Congratulations to Robert Fielding, winner of this year’s $30,000 acquisitive Bowness Photography Prize, for Sacred earth/Manta Miil miilpa, 2024, a thoughtful and deliberate work of protest that communicates the artist’s intention to practise truth-telling through his image-making.
Of this image, Fielding says, “This work is old and new. Present but secretive. One must look back to move forward, always honouring our land and culture.”

Robert Fielding (Yankunytjatjara (Western Arrente) peoples), Sacred earth / Manta Miil miilpa, 2024, photosensitive emulsion, cotton paper, acrylic paint, 224 x 228cm. Collection of the artist. Courtesy the artist, Mimili Maku Arts (Anangu Pitjantjatjara and Yankunytjatjara Land) and Museum of Australian Photography (MAPh), Melbourne
The judging panel, consisting of artist and academic Dr Peta Clancy, former Director of Photographers’ Gallery London Brett Rogers, and MAPh Director Anouska Phizacklea, worked through the submissions to select one winner and three Honourable Mentions, with thanks to Colour Factory.
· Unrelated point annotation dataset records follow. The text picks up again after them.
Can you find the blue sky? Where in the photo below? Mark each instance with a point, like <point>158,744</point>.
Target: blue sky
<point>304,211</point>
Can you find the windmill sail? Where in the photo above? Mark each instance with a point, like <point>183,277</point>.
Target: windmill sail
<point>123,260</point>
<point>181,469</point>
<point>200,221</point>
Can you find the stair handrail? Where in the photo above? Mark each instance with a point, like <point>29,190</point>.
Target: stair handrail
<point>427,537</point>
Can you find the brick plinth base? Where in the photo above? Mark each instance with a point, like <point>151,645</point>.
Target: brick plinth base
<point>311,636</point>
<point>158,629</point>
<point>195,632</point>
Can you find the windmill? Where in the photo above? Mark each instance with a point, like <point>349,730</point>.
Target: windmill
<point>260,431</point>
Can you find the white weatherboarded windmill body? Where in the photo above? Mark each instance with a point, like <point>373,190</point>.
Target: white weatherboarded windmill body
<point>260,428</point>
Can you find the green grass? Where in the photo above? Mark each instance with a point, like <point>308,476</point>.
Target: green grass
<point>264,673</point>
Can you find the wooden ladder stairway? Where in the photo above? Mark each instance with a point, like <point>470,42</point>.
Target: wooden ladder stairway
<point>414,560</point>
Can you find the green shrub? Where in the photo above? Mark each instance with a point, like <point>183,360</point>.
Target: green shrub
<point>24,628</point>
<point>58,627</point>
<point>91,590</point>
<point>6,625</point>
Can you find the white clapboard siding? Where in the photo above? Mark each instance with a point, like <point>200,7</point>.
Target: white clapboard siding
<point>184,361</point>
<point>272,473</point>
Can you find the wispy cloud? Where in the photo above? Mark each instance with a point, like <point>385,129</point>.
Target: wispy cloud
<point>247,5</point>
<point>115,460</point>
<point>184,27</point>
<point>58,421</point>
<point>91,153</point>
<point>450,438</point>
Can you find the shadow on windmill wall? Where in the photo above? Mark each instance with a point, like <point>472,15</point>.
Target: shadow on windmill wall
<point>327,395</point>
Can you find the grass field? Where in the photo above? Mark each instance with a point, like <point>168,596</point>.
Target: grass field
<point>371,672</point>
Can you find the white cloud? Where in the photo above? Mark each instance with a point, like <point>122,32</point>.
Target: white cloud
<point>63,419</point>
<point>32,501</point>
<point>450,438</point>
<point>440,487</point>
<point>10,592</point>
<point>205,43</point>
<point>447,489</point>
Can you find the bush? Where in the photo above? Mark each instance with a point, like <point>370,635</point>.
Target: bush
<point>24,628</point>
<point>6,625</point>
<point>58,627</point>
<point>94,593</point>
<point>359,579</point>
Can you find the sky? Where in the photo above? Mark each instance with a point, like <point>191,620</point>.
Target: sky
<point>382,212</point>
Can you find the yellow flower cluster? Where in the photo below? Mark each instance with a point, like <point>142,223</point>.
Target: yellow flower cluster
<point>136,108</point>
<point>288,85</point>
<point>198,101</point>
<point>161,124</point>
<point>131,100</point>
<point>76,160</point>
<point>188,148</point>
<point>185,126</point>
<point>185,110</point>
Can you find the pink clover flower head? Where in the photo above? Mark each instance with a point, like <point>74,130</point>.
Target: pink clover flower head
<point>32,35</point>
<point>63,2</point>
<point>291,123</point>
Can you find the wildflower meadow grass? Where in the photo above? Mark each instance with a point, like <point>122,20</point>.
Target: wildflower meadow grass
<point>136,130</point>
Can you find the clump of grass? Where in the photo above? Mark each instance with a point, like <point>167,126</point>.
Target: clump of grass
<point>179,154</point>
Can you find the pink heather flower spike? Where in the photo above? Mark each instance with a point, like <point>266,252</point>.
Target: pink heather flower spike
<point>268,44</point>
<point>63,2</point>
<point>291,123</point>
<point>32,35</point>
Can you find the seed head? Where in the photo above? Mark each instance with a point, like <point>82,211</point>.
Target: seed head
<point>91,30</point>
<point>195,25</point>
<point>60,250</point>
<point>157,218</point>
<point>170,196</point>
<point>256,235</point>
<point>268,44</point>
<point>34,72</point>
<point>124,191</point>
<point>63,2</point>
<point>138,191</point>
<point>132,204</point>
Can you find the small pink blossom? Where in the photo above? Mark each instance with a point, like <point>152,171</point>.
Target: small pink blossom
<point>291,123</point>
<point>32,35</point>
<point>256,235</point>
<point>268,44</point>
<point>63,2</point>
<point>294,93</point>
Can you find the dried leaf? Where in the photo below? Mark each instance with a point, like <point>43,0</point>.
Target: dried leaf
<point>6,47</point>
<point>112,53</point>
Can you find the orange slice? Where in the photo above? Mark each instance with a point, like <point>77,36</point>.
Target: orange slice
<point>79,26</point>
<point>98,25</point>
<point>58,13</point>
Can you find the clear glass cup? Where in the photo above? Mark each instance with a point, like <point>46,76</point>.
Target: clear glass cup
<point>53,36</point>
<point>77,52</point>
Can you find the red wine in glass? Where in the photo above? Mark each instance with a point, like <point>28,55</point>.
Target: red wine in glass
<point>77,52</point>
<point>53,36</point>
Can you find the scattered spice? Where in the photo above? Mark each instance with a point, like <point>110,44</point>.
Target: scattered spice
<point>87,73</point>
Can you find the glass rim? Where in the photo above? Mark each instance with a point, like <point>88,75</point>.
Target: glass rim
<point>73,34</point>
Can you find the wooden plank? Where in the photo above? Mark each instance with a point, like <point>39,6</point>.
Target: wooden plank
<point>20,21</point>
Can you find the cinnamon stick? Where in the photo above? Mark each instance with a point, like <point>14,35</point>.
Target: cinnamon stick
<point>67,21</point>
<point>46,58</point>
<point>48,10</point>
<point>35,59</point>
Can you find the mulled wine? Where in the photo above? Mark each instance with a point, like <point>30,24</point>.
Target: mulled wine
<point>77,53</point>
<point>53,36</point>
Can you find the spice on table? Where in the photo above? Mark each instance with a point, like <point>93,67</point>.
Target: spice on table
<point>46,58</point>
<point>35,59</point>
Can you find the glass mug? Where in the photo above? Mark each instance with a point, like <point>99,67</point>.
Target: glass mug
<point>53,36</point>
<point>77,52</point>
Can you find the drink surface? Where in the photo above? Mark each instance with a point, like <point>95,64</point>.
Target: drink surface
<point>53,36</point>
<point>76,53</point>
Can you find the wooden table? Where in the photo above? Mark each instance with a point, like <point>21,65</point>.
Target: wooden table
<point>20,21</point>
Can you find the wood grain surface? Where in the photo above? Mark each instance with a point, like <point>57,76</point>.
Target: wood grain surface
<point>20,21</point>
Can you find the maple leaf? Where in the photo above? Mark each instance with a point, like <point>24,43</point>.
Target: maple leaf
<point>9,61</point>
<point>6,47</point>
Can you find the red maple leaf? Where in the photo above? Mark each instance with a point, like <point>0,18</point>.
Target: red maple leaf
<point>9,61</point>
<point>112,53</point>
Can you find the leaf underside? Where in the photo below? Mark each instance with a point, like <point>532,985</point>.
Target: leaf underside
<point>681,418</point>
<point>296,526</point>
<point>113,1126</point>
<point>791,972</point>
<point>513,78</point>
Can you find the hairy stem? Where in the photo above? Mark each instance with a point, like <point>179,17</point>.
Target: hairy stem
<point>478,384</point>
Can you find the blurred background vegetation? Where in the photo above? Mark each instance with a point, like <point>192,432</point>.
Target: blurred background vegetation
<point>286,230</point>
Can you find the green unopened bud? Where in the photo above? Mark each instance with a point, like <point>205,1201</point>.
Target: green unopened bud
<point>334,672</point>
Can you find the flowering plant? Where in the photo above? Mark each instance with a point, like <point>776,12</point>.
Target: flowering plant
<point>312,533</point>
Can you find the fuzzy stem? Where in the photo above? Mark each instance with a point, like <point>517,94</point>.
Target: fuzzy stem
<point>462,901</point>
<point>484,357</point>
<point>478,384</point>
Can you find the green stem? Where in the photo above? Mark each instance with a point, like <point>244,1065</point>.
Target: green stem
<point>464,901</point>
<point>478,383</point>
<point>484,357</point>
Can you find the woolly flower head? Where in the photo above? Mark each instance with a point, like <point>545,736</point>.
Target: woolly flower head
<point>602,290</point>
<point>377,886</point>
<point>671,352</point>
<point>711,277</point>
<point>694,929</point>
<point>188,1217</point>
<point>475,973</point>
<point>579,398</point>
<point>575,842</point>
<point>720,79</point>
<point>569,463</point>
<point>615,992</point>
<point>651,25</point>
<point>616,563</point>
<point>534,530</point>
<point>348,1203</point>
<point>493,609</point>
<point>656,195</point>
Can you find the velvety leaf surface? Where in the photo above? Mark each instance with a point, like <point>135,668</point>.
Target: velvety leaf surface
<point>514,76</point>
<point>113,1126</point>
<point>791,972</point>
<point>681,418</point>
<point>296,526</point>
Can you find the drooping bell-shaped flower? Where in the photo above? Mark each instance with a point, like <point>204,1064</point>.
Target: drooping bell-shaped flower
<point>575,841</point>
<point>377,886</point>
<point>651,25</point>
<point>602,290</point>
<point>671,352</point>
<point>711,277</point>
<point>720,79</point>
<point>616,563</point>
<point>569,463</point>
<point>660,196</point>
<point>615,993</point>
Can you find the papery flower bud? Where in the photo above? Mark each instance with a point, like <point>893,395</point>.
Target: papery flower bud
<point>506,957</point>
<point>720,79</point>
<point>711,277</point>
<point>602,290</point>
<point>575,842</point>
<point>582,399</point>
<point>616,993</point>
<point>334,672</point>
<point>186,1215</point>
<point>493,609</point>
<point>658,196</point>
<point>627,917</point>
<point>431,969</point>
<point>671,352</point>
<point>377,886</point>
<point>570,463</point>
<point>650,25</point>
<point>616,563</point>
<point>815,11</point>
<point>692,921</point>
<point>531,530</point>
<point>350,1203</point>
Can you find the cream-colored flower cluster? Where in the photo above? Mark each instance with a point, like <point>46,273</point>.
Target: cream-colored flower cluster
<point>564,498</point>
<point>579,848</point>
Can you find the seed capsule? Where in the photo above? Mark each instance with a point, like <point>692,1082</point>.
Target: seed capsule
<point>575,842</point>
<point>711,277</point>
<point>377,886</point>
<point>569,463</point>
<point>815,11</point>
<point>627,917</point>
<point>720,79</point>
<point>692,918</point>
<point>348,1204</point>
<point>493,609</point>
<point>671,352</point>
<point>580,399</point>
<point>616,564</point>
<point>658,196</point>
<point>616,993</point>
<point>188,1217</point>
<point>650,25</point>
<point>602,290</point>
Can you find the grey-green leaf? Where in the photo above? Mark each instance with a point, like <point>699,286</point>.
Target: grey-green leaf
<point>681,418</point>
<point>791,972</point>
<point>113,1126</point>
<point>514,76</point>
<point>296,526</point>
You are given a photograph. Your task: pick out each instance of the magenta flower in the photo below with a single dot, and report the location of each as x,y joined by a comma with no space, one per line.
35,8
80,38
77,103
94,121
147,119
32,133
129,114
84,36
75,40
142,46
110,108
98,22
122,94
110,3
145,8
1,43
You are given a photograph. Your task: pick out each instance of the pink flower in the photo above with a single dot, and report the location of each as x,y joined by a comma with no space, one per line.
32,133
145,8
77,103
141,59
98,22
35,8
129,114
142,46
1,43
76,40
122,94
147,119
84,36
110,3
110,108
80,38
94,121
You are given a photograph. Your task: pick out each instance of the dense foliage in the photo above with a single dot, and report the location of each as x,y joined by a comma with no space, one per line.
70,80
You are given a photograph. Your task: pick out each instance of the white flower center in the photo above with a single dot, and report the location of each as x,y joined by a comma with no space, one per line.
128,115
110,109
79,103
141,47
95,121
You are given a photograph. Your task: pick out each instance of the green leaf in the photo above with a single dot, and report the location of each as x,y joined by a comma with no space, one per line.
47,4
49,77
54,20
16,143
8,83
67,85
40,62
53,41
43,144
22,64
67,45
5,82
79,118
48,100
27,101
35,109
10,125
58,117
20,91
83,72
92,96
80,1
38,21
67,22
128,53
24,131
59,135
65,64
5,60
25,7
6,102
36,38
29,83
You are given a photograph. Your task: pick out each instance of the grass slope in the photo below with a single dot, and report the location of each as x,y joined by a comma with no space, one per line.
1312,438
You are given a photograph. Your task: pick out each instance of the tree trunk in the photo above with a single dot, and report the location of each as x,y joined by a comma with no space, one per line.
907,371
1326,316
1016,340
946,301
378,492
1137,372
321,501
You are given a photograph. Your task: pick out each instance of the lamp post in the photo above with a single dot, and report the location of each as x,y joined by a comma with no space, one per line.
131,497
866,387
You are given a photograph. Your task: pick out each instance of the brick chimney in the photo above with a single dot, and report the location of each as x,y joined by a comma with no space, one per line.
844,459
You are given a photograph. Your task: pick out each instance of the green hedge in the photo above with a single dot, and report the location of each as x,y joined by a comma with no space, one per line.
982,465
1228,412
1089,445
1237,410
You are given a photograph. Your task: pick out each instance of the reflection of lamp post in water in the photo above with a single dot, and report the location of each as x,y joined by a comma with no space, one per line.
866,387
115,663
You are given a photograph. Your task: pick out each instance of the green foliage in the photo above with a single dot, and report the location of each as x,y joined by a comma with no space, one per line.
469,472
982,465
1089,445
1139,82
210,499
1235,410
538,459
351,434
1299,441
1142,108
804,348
“This iteration of the exhibition represents diversity, offering multiple perspectives on histories, identities, cultures and approaches to photography,” said Clancy. “With photographic explorations offering unique and respectful viewpoints on childhood, gender, bodies, fertility, sexuality, mortality, trauma, family, migration, connection to place, environmental destruction, colonisation, and the materiality of the medium. Each and every artwork has enabled me to learn a little more about, care for and deepen my respect for each other, the non-human, and the environment.”
The Honourable Mentions were awarded to Kirsten Lyttle for her work Kete whiri awa, 2024, Patrick Pound for his work The waste land, 2024, and Axel Garay for his work Slow way (unfinished business), 2023.
Rogers adds: “The approaches reflected in the work of all four winning artists testify to photography’s endless capacity to question our assumptions and provide imaginative routes for seeing the world anew – Robert Fielding’s blending of old and new techniques, looking both backwards and forwards to honour the land on which his images were created; Kirsten Lyttle’s unique interweaving of her Maori heritage with image-making in her exquisitely crafted hand-made kete (carrying basket) Kete whiri awa; Patrick Pound’s resonant yet witty and profound series The waste land, in which Ebay-sourced images of historical landscapes, scattered with waste from his own studio, are presented in old puzzle boxes; and Axel Garay’s emotionally intense self-portraits which resuscitate a nineteenth-century technique originally employed to exploit Indigenous subjects, thereby reclaiming power.”
The 2024 Bowness Photography Prize finalist exhibition is on view at Museum of Australian Photography (MAPh), Wheelers Hill VIC 3150 until 10 November.